Two masters and only one answer for the RBA
In a preview earlier this week, we noted that a firm Q1 Australian inflation print would likely confirm the end of the era of ultra-low interest rates in Australia and the possibility of an interest rate hike as early as next week.
However, the strength of the inflation number means the possibility of a rate hike next week has become a necessity, putting the RBA in a very uncomfortable position. Let me explain.
The RBA has two masters. The market in whose eyes it must maintain credibility and under the RBA act of 1959, the Australian Government.
The RBA is an inflation-targeting central bank. It seeks to achieve an average inflation rate of 2-3% over time. It is viewed as a rate of inflation sufficiently low that it does not materially distort economic decisions in the community.
The RBA's preferred measure of inflation is the "trimmed mean". Yesterday the trimmed mean increased by 1.4% QoQ and 3.7% YoY. Core inflation is now 70bp above the RBA's 2-3% target band, raising questions about the RBA's credibility and its delay in acting while inflation surged in other developed market countries.

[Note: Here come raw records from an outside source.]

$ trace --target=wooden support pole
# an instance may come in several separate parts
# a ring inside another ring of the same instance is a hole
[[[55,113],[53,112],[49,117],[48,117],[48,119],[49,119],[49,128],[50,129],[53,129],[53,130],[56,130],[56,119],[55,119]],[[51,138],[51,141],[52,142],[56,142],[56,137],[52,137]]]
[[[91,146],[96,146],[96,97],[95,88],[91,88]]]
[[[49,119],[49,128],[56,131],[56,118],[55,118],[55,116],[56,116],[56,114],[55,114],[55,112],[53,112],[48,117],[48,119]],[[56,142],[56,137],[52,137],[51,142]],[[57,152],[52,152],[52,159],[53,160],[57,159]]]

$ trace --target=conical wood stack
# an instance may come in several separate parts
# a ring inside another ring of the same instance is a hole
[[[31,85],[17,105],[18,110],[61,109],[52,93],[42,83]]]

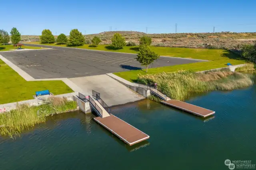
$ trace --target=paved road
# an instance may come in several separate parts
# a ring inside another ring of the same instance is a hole
[[[0,53],[35,79],[72,78],[144,68],[134,54],[29,44],[52,48]],[[205,61],[160,57],[149,68]]]

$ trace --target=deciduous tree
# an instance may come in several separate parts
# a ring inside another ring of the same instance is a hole
[[[68,38],[66,35],[61,34],[57,38],[56,42],[61,44],[67,43],[68,43]]]
[[[12,43],[14,44],[17,44],[21,41],[21,37],[20,36],[20,33],[15,27],[12,28],[11,32],[10,32],[11,34],[11,41]]]
[[[96,36],[94,37],[92,40],[92,44],[96,45],[96,46],[98,45],[100,42],[101,42],[101,40],[100,38]]]
[[[42,32],[42,35],[40,36],[41,42],[42,43],[53,43],[55,41],[54,36],[50,30],[44,30]]]
[[[146,36],[143,36],[140,39],[140,44],[145,44],[148,45],[150,45],[152,42],[151,38]]]
[[[125,38],[119,33],[115,34],[111,39],[111,41],[112,41],[111,46],[114,48],[121,49],[126,45]]]
[[[10,41],[10,37],[8,32],[4,30],[0,30],[0,34],[2,35],[1,43],[7,43]]]
[[[68,45],[78,46],[84,44],[84,37],[77,29],[72,30],[69,34]]]
[[[152,51],[149,46],[145,44],[140,45],[139,53],[136,59],[142,65],[146,66],[146,72],[148,72],[148,65],[159,58],[159,55]]]

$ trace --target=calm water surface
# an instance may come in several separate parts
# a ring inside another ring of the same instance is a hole
[[[0,169],[228,170],[256,164],[256,86],[213,92],[188,103],[216,112],[200,118],[148,100],[112,113],[150,136],[130,146],[80,111],[54,116],[16,140],[0,137]]]

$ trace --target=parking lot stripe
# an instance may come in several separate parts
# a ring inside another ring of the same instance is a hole
[[[134,61],[134,60],[136,60],[136,59],[134,59],[133,60],[125,62],[124,63],[122,63],[121,64],[120,64],[119,65],[121,65],[121,64],[124,64],[125,63],[129,63],[129,62],[132,61]]]
[[[96,60],[98,60],[99,59],[105,59],[105,58],[111,58],[111,57],[113,58],[113,57],[115,57],[115,56],[111,56],[111,57],[107,57],[106,58],[100,58],[100,59],[94,59],[94,60],[93,60],[92,61],[96,61]]]
[[[119,62],[122,62],[122,61],[124,61],[128,60],[128,59],[132,59],[132,58],[128,58],[128,59],[124,59],[124,60],[120,61],[117,61],[117,62],[116,62],[115,63],[113,63],[112,64],[114,64],[115,63],[119,63]]]
[[[109,60],[110,59],[114,59],[116,58],[118,58],[118,57],[116,57],[115,58],[110,58],[110,59],[104,59],[104,60],[103,60],[99,61],[99,62],[103,61]]]
[[[100,57],[100,56],[103,56],[103,57],[105,57],[106,55],[94,55],[92,57],[87,57],[86,59],[90,59],[91,58],[95,58],[95,57]]]
[[[124,58],[128,58],[128,57],[122,57],[121,58],[120,58],[120,59],[114,59],[114,60],[109,61],[106,61],[106,63],[108,63],[109,62],[114,61],[118,60],[118,59],[124,59]]]
[[[108,57],[108,56],[110,56],[111,55],[105,55],[102,57],[94,57],[94,58],[90,58],[90,59],[95,59],[96,58],[104,58],[106,57]]]

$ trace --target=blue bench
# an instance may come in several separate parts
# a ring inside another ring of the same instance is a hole
[[[36,96],[42,96],[43,95],[50,95],[49,90],[43,90],[42,91],[36,91]]]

To rectify this, the RBA has no choice but to raise interest rates at its monthly board meeting next week for the first time since 2010. The issue with this is the timing. By raising interest rates in the lead up to the May 21 Federal Election, they will be doing their second master, the Australian Government a disservice.
The last time the RBA raised interest rates in the lead up to an election was in 2007. The incumbent Howard government promptly lost the election three weeks later. During an election lead up, the RBA would prefer to remain out of the spotlight, to maintain a sense of impartiality and keep the focus on politics.
In an attempt to satisfy both masters, I believe the RBA will raise interest rates by 15bp at its monthly board meeting next week to get the ball rolling, taking the cash rate to 0.25%, as outlined in this note here yesterday.
To maintain credibility and to achieve its inflation target, it will then likely raise the cash rate to 1.50% by yearend.